Knative Is CNCF Incubating Project
March 3, 2022
The
CNCF Technical Oversight Committee (TOC) has voted to accept Knative as
a CNCF incubating project.
Knative is an open source, Kubernetes-based platform for building,
deploying, and managing serverless and event-driven applications. It
helps development teams manage, monitor, and operate Kubernetes in a way
that requires less technical knowledge and time.
Knative was founded in 2018 by Google and subsequently developed in
close partnership with IBM, Red Hat, VMWare, and SAP. The project has
since grown thanks to the collaboration and contributions of more than
1,800 different individuals in the community.
The project reached version 1.0 in November 2021, meaning all its
repositories are designated by the community to be stable and suitable
for commercial use. It is currently at v1.2, with periodic releases
happening every six weeks.
Knative already has many end users and is deployed as part of product
offerings from multiple companies. Production users include Alibaba
Cloud, Bloomberg, IBM, VMware, and more.
“Knative gives us a foundation of consistency,” said Andrew Webber,
Senior Software Engineer, deepc. “It should be possible for somebody
with an algorithm to have it on the [deepc] platform in an hour.”

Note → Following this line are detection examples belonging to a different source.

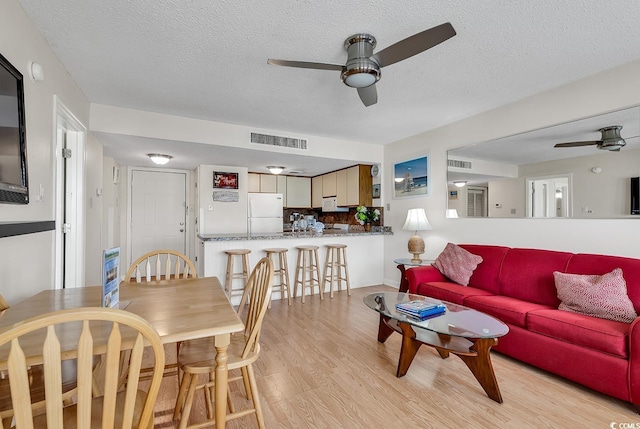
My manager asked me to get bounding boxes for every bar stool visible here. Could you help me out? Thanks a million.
[293,246,324,303]
[224,249,251,298]
[322,244,351,298]
[264,247,291,308]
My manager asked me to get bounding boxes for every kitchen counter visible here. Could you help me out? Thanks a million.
[196,227,393,304]
[198,226,393,241]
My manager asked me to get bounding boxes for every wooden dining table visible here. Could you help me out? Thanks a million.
[0,277,244,428]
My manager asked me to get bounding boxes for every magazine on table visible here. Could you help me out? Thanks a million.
[396,300,447,317]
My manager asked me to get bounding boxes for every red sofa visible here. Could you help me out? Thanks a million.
[406,244,640,410]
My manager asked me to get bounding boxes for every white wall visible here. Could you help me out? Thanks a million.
[0,0,89,304]
[384,61,640,285]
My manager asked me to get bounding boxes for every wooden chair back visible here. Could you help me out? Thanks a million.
[0,307,165,429]
[238,258,273,358]
[124,250,197,283]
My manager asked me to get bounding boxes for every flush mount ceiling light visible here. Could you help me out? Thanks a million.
[267,165,284,174]
[147,153,173,165]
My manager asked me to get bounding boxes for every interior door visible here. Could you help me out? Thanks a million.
[129,170,187,264]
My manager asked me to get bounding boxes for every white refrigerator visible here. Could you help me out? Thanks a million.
[248,193,284,234]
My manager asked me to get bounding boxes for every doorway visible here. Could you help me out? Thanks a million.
[53,96,87,289]
[526,174,572,218]
[129,169,188,265]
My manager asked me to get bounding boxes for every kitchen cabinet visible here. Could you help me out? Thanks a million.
[276,175,287,207]
[311,176,322,208]
[347,165,373,206]
[336,170,352,207]
[260,174,276,194]
[322,171,338,197]
[286,176,312,208]
[248,173,261,192]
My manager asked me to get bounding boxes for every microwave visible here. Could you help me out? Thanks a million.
[322,197,349,212]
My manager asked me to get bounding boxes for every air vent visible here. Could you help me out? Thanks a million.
[447,159,471,170]
[251,133,307,150]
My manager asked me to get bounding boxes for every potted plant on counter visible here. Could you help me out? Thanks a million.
[355,206,380,231]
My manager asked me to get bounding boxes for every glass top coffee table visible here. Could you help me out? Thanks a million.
[364,292,509,403]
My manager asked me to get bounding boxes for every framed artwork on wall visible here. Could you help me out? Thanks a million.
[213,171,238,189]
[393,155,430,198]
[371,183,380,198]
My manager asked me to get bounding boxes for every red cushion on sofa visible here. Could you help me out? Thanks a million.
[565,253,640,314]
[527,310,631,359]
[463,295,549,327]
[459,244,509,295]
[416,282,493,305]
[500,249,573,308]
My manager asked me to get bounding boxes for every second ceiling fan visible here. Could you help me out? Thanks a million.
[267,22,456,106]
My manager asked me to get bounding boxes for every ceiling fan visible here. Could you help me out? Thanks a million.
[267,22,456,106]
[553,125,627,152]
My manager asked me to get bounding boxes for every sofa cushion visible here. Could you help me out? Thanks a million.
[527,310,631,359]
[553,268,638,323]
[459,244,509,295]
[565,253,640,313]
[463,295,549,328]
[416,282,493,305]
[433,243,482,286]
[500,249,573,308]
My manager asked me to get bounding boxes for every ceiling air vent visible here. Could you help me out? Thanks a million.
[447,159,471,170]
[251,133,307,150]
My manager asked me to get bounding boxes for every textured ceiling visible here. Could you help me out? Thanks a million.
[20,0,640,172]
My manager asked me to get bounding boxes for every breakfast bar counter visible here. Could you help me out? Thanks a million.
[197,227,393,299]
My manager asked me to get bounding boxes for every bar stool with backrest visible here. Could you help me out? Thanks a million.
[293,246,324,303]
[322,244,351,298]
[264,247,291,308]
[224,249,251,299]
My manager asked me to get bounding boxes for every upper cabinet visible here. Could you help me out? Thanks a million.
[311,165,373,207]
[285,176,311,208]
[311,176,322,208]
[322,171,338,197]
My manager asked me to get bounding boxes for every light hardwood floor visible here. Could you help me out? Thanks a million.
[155,286,640,429]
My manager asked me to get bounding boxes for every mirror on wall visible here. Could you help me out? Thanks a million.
[447,107,640,219]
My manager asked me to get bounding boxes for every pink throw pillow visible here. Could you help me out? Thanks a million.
[553,268,638,323]
[433,243,482,286]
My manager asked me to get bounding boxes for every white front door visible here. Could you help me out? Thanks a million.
[129,170,187,264]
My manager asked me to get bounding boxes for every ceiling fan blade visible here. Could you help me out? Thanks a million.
[553,140,602,147]
[371,22,456,67]
[267,58,344,71]
[358,84,378,107]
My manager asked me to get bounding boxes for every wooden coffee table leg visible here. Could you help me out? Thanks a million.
[378,314,395,343]
[458,338,502,404]
[396,322,422,377]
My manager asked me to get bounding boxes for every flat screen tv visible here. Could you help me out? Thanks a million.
[0,55,29,204]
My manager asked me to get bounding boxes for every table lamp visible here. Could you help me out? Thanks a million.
[402,209,433,264]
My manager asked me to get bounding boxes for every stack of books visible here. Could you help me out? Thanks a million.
[396,300,447,320]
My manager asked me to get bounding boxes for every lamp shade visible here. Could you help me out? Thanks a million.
[402,209,433,231]
[446,209,458,219]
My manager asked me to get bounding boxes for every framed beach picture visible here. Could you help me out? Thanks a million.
[393,155,429,198]
[213,171,238,189]
[371,183,380,198]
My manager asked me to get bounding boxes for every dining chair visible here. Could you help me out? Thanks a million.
[124,250,198,283]
[0,307,164,429]
[173,258,273,429]
[122,250,198,383]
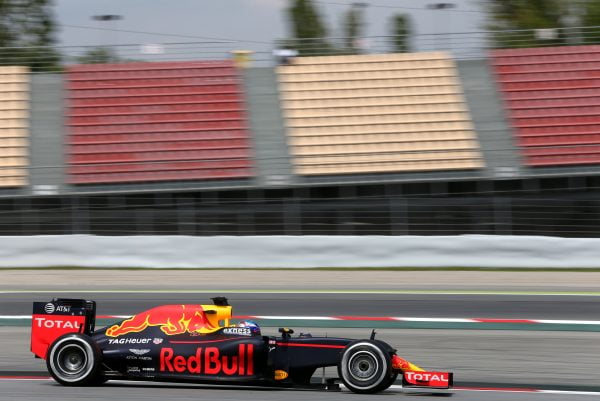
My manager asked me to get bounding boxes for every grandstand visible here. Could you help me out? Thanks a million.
[0,46,600,236]
[66,61,252,184]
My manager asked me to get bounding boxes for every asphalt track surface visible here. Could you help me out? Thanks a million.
[0,381,598,401]
[0,271,600,401]
[0,292,600,320]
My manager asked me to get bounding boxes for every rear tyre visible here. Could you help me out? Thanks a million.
[338,340,395,394]
[46,333,101,386]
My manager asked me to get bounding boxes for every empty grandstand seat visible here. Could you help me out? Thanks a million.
[278,52,483,175]
[67,61,252,184]
[491,45,600,166]
[0,67,29,187]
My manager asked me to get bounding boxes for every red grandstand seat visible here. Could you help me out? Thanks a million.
[491,45,600,166]
[67,61,253,184]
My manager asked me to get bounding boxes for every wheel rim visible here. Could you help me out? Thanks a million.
[48,335,95,383]
[56,344,88,376]
[348,351,379,382]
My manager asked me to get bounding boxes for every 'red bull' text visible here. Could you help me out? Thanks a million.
[160,344,254,376]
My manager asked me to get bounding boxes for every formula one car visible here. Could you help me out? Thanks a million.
[31,297,452,393]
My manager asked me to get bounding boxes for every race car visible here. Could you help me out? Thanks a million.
[31,297,453,394]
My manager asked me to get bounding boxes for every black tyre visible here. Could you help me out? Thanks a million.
[338,340,395,394]
[46,333,100,386]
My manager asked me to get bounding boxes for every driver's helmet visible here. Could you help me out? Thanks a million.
[238,320,260,334]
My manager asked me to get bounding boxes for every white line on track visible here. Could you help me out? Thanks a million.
[0,376,600,397]
[0,288,600,297]
[0,315,600,326]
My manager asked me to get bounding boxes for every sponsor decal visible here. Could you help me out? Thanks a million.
[223,327,252,336]
[392,355,410,371]
[108,338,150,345]
[275,369,289,380]
[106,305,217,337]
[404,371,450,388]
[125,355,152,361]
[44,302,55,315]
[159,344,254,376]
[129,348,150,355]
[33,317,81,330]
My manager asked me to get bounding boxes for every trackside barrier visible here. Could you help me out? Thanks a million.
[0,235,600,268]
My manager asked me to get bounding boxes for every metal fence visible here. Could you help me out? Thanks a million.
[0,26,600,72]
[0,177,600,237]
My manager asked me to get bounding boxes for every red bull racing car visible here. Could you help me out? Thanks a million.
[31,297,452,393]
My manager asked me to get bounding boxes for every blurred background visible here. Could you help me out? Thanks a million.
[0,0,600,237]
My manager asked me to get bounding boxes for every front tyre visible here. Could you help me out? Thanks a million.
[338,340,394,394]
[46,333,100,386]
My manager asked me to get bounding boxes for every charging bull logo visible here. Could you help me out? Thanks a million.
[106,305,216,337]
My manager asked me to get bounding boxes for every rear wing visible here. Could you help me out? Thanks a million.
[31,298,96,359]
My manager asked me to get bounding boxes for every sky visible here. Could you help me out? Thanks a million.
[54,0,485,62]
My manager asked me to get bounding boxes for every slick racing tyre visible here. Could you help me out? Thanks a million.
[46,333,100,386]
[338,340,395,394]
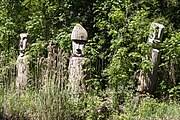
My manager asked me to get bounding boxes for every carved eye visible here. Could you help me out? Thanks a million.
[76,49,82,54]
[23,37,26,40]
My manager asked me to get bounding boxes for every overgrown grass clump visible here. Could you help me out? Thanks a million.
[0,86,180,120]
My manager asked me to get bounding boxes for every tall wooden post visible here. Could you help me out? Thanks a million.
[138,23,164,93]
[16,33,29,89]
[69,24,88,95]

“The community support is really great,” said Tilen Kavčič, Software
Engineer, Outfit7. “The hands-on experience with Knative was so
impressive. On the Slack channel, we got actual engineers to answer our
questions.”
“I’m a strong believer in working with open source projects,” said Noah
Fontes, Senior Principal Software Engineer, Puppet. “We’ve made
contributions to numerous projects, including Tekton, Knative,
Ambassador, and gVisor, all of which we depend on to make our product
functional.”
Knative governance has three central components that oversee the
project direction. These include:
17 Working Group Leads for 11 Working Groups
5 Knative Steering Committee (KSC) members, 5 Technical Oversight
Committee (TOC) members, and 3 Knative Trademark Committee (KTC) members
94 contributors eligible to vote in the last SC election – meaning
they have had at least 50 GitHub interactions with Knative projects
“Following the recent achievement of reaching stability with Knative
1.0, we believe that joining CNCF is the next step in enabling the
project to grow,” said Carlos Santana, Knative Steering Committee and
DOCS-UX Lead. “Becoming an incubating project will encourage additional
companies to adopt, contribute to, and evangelize the project. It will
also bring the Knative community closer to other cloud native projects
in the ecosystem – including all the projects it builds on – helping to
establish a virtuous cycle for feedback and features.”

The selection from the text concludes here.